Search code examples
xmlxsltxslt-2.0

XSLT analyze string split part of mixedContent into new element


Text version

XML Source contains a mixedContent-Element named paragraph. Most of the time the content starts with a number in brackets, e.g. (1). The number is always the first (part of a) text node.

XML Target handles this specific number in a seperate element named counter.

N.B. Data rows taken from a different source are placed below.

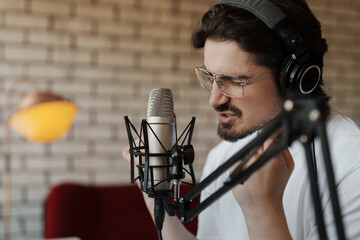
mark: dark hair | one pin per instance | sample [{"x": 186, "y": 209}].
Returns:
[{"x": 224, "y": 22}]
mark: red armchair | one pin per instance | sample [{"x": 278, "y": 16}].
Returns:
[{"x": 100, "y": 213}]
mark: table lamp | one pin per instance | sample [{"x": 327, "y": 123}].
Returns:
[{"x": 41, "y": 116}]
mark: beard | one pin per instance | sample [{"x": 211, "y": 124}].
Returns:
[{"x": 228, "y": 132}]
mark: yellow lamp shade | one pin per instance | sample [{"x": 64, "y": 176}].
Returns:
[{"x": 44, "y": 122}]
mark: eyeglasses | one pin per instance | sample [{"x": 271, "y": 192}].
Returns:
[{"x": 229, "y": 85}]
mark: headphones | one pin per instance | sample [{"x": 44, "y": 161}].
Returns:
[{"x": 300, "y": 73}]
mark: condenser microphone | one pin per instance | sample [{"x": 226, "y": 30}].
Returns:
[{"x": 161, "y": 135}]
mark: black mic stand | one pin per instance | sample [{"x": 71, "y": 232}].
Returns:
[
  {"x": 181, "y": 153},
  {"x": 300, "y": 120}
]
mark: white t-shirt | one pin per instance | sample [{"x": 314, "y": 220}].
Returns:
[{"x": 224, "y": 220}]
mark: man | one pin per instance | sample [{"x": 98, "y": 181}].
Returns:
[{"x": 243, "y": 65}]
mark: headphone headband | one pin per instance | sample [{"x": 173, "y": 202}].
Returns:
[{"x": 273, "y": 17}]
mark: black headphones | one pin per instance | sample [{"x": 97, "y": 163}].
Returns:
[{"x": 300, "y": 72}]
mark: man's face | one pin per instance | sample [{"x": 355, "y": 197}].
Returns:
[{"x": 239, "y": 117}]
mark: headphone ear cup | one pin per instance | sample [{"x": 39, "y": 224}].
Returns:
[{"x": 299, "y": 76}]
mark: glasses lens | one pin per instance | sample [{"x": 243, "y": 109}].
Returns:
[
  {"x": 231, "y": 86},
  {"x": 204, "y": 78}
]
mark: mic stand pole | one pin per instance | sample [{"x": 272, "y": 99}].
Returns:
[{"x": 299, "y": 120}]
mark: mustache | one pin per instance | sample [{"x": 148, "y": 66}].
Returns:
[{"x": 228, "y": 107}]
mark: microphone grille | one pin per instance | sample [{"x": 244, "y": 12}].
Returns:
[{"x": 160, "y": 103}]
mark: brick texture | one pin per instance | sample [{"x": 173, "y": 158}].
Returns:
[{"x": 107, "y": 55}]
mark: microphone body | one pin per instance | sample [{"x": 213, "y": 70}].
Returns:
[{"x": 161, "y": 135}]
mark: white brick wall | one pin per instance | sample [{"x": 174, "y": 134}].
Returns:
[{"x": 107, "y": 55}]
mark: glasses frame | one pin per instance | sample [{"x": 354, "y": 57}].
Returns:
[{"x": 212, "y": 77}]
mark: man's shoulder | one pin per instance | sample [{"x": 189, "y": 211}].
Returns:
[{"x": 341, "y": 128}]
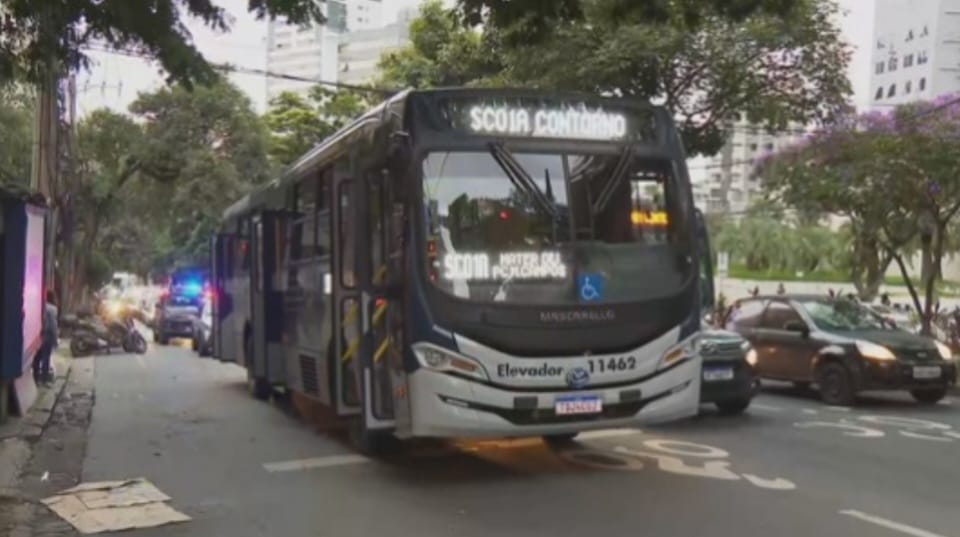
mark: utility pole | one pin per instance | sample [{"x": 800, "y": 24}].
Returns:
[{"x": 46, "y": 159}]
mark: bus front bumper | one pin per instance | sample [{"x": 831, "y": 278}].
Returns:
[{"x": 443, "y": 405}]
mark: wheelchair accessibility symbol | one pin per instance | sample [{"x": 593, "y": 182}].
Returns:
[{"x": 590, "y": 287}]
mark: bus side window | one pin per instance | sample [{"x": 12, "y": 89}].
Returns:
[
  {"x": 227, "y": 250},
  {"x": 243, "y": 245},
  {"x": 346, "y": 234},
  {"x": 322, "y": 220},
  {"x": 375, "y": 213}
]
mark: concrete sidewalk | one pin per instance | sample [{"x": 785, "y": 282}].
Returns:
[{"x": 18, "y": 433}]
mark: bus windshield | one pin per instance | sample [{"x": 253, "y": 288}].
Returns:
[{"x": 550, "y": 228}]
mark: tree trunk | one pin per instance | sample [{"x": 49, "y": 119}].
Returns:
[
  {"x": 869, "y": 270},
  {"x": 913, "y": 291}
]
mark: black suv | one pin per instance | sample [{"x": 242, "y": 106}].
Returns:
[{"x": 841, "y": 346}]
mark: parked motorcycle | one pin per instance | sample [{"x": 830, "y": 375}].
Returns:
[{"x": 96, "y": 336}]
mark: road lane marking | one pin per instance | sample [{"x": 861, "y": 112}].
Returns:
[
  {"x": 889, "y": 524},
  {"x": 607, "y": 433},
  {"x": 316, "y": 462}
]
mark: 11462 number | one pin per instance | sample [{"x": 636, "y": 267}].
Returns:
[{"x": 612, "y": 364}]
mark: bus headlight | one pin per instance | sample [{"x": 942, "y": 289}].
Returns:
[
  {"x": 684, "y": 351},
  {"x": 439, "y": 359}
]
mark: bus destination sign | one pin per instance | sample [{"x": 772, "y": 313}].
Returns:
[{"x": 570, "y": 122}]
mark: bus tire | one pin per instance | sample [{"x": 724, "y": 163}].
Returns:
[
  {"x": 559, "y": 439},
  {"x": 259, "y": 387},
  {"x": 373, "y": 443}
]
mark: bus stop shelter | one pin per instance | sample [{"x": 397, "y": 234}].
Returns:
[{"x": 22, "y": 235}]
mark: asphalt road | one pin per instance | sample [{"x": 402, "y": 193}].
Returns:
[{"x": 789, "y": 467}]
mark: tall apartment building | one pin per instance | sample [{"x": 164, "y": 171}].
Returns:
[
  {"x": 311, "y": 52},
  {"x": 360, "y": 50},
  {"x": 916, "y": 51},
  {"x": 731, "y": 170}
]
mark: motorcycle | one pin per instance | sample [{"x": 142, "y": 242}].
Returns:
[{"x": 93, "y": 336}]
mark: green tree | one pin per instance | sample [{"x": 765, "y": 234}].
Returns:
[
  {"x": 204, "y": 148},
  {"x": 296, "y": 124},
  {"x": 106, "y": 162},
  {"x": 894, "y": 175},
  {"x": 34, "y": 35},
  {"x": 16, "y": 135},
  {"x": 441, "y": 52}
]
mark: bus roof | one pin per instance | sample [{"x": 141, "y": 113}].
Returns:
[{"x": 327, "y": 147}]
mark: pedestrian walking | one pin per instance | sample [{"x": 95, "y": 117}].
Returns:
[{"x": 49, "y": 339}]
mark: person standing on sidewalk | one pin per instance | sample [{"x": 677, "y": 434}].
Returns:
[{"x": 50, "y": 336}]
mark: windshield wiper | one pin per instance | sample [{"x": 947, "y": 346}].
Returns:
[
  {"x": 617, "y": 177},
  {"x": 521, "y": 179}
]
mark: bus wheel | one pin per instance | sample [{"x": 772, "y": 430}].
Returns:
[
  {"x": 559, "y": 439},
  {"x": 373, "y": 443},
  {"x": 258, "y": 386}
]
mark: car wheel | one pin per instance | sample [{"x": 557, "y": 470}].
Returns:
[
  {"x": 836, "y": 386},
  {"x": 559, "y": 439},
  {"x": 732, "y": 407},
  {"x": 929, "y": 396}
]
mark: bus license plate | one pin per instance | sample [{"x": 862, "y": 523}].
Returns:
[
  {"x": 718, "y": 374},
  {"x": 566, "y": 406},
  {"x": 926, "y": 372}
]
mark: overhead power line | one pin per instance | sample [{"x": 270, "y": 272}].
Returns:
[{"x": 228, "y": 68}]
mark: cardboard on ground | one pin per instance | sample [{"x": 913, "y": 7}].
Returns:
[{"x": 114, "y": 506}]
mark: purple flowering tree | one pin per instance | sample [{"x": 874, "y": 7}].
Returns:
[{"x": 895, "y": 175}]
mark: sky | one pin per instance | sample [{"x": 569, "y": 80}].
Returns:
[{"x": 114, "y": 80}]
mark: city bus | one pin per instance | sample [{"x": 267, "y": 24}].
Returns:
[{"x": 472, "y": 263}]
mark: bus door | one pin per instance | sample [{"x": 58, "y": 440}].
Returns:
[
  {"x": 221, "y": 251},
  {"x": 346, "y": 295},
  {"x": 376, "y": 274},
  {"x": 266, "y": 307}
]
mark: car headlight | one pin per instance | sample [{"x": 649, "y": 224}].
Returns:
[
  {"x": 874, "y": 351},
  {"x": 945, "y": 351},
  {"x": 439, "y": 359}
]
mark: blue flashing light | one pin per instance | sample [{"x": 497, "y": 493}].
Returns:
[{"x": 192, "y": 288}]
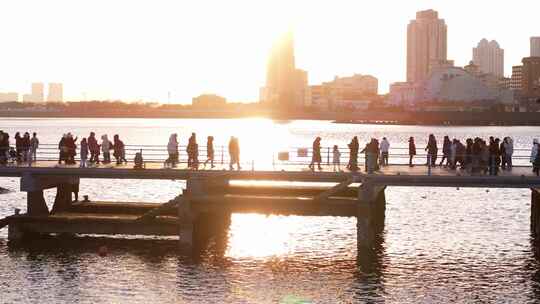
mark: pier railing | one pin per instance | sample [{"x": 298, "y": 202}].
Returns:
[{"x": 293, "y": 156}]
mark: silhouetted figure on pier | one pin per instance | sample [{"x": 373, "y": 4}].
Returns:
[
  {"x": 336, "y": 156},
  {"x": 18, "y": 146},
  {"x": 62, "y": 147},
  {"x": 432, "y": 150},
  {"x": 4, "y": 147},
  {"x": 193, "y": 152},
  {"x": 209, "y": 151},
  {"x": 106, "y": 147},
  {"x": 84, "y": 153},
  {"x": 234, "y": 153},
  {"x": 119, "y": 150},
  {"x": 93, "y": 147},
  {"x": 71, "y": 149},
  {"x": 412, "y": 151},
  {"x": 372, "y": 151},
  {"x": 447, "y": 146},
  {"x": 34, "y": 145},
  {"x": 384, "y": 148},
  {"x": 354, "y": 147},
  {"x": 535, "y": 157},
  {"x": 316, "y": 157},
  {"x": 508, "y": 146},
  {"x": 494, "y": 156},
  {"x": 172, "y": 149}
]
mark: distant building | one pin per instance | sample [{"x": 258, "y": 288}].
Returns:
[
  {"x": 535, "y": 46},
  {"x": 354, "y": 92},
  {"x": 209, "y": 101},
  {"x": 56, "y": 92},
  {"x": 426, "y": 43},
  {"x": 37, "y": 92},
  {"x": 531, "y": 77},
  {"x": 517, "y": 77},
  {"x": 489, "y": 57},
  {"x": 9, "y": 97},
  {"x": 286, "y": 86}
]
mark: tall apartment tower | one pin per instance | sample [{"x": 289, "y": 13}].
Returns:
[
  {"x": 535, "y": 46},
  {"x": 285, "y": 85},
  {"x": 426, "y": 44},
  {"x": 489, "y": 57},
  {"x": 56, "y": 92},
  {"x": 37, "y": 92}
]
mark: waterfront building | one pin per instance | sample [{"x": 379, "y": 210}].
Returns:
[
  {"x": 9, "y": 97},
  {"x": 56, "y": 92},
  {"x": 426, "y": 44},
  {"x": 535, "y": 46},
  {"x": 489, "y": 57},
  {"x": 531, "y": 77},
  {"x": 286, "y": 86},
  {"x": 517, "y": 76},
  {"x": 208, "y": 101}
]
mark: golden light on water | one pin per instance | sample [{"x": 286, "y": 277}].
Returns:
[{"x": 259, "y": 236}]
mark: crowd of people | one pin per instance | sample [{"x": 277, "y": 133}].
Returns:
[{"x": 473, "y": 155}]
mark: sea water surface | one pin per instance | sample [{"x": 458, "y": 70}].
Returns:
[{"x": 440, "y": 245}]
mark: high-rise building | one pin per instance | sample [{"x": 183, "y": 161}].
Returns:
[
  {"x": 37, "y": 92},
  {"x": 535, "y": 46},
  {"x": 517, "y": 77},
  {"x": 489, "y": 57},
  {"x": 56, "y": 92},
  {"x": 426, "y": 43},
  {"x": 531, "y": 77},
  {"x": 285, "y": 85}
]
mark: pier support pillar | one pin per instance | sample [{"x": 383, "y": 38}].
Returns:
[
  {"x": 535, "y": 214},
  {"x": 370, "y": 218},
  {"x": 35, "y": 203}
]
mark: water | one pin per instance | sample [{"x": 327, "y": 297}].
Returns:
[{"x": 439, "y": 244}]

How to process paragraph in an efficient way?

Example number masks

(1)
(0...9)
[0...9]
{:digits:}

Example paragraph source

<paragraphs>
    <paragraph>(1) text <try>1</try> <italic>italic</italic> stuff</paragraph>
    <paragraph>[2] text <try>2</try> <italic>italic</italic> stuff</paragraph>
    <paragraph>{123} text <try>3</try> <italic>italic</italic> stuff</paragraph>
    <paragraph>text <try>4</try> <italic>italic</italic> stuff</paragraph>   
</paragraphs>

Example paragraph target

<paragraphs>    
    <frame>
        <counter>(1)</counter>
        <paragraph>text <try>1</try> <italic>italic</italic> stuff</paragraph>
    </frame>
    <frame>
        <counter>[2]</counter>
        <paragraph>text <try>2</try> <italic>italic</italic> stuff</paragraph>
    </frame>
    <frame>
        <counter>{123}</counter>
        <paragraph>text <try>3</try> <italic>italic</italic> stuff</paragraph>
    </frame>
    <frame>
        <paragraph>text <try>4</try> <italic>italic</italic> stuff</paragraph>
    </frame>
 </paragraphs>

not(functional) part

<xsl:template match="paragraph">
    <frame>
        <xsl:analyze-string select="." regex="(^[^\s]+)"><!-- TODO: select digits instead of the first whitespace! -->
            <xsl:matching-substring>
                <xsl:element name="counter">
                    <xsl:value-of select="regex-group(1)" />
                </xsl:element>
            </xsl:matching-substring>
        </xsl:analyze-string>
        <paragraph>
            <xsl:apply-templates/><!-- TODO: everything but not the part of regex-group(1) + whitespace-character -->
        </paragraph>
    </frame>
</xsl:template>

I stopped working on this template because maybe there is a better solution to tackle this problem.

Any help is appreciated.


Solution

  • If you simply need to extract the two parts from the very first child node that is a text node then I think the following does that:

    <xsl:stylesheet xmlns:xsl="http://www.w3.org/1999/XSL/Transform"
        xmlns:xs="http://www.w3.org/2001/XMLSchema" exclude-result-prefixes="xs" version="2.0">
    
        <xsl:param name="counter-pattern" as="xs:string">^(\([0-9+]\)|\[[0-9]+\]|\{[0-9]+\})</xsl:param>
    
        <xsl:template match="@* | node()" mode="#all">
            <xsl:copy>
                <xsl:apply-templates select="@* | node()" mode="#current"/>
            </xsl:copy>
        </xsl:template>
    
        <xsl:template match="paragraph">
            <frame>
                <xsl:apply-templates select="." mode="counter"/>
            </frame>
        </xsl:template>
    
        <xsl:template match="paragraph[node()[1][self::text()[matches(., $counter-pattern)]]]"
            mode="counter">
            <xsl:variable name="components" as="xs:string*">
                <xsl:analyze-string select="node()[1]" regex="{$counter-pattern}">
                    <xsl:matching-substring>
                        <xsl:sequence select="."/>
                    </xsl:matching-substring>
                    <xsl:non-matching-substring>
                        <xsl:sequence select="."/>
                    </xsl:non-matching-substring>
                </xsl:analyze-string>
            </xsl:variable>
            <counter>
                <xsl:value-of select="$components[1]"/>
            </counter>
            <xsl:copy>
                <xsl:value-of select="$components[2]"/>
                <xsl:apply-templates select="node()[position() gt 1]"/>
            </xsl:copy>
        </xsl:template>
    
    </xsl:stylesheet>
    

    You might want to use <xsl:value-of select="replace($components[2], '^\s+', '')"/> instead of <xsl:value-of select="$components[2]"/> if the white space between the counter and the following text is not supposed to show up in the paragraph.

    Take the regular expression as an example, you might need to adapt that to your needs as well.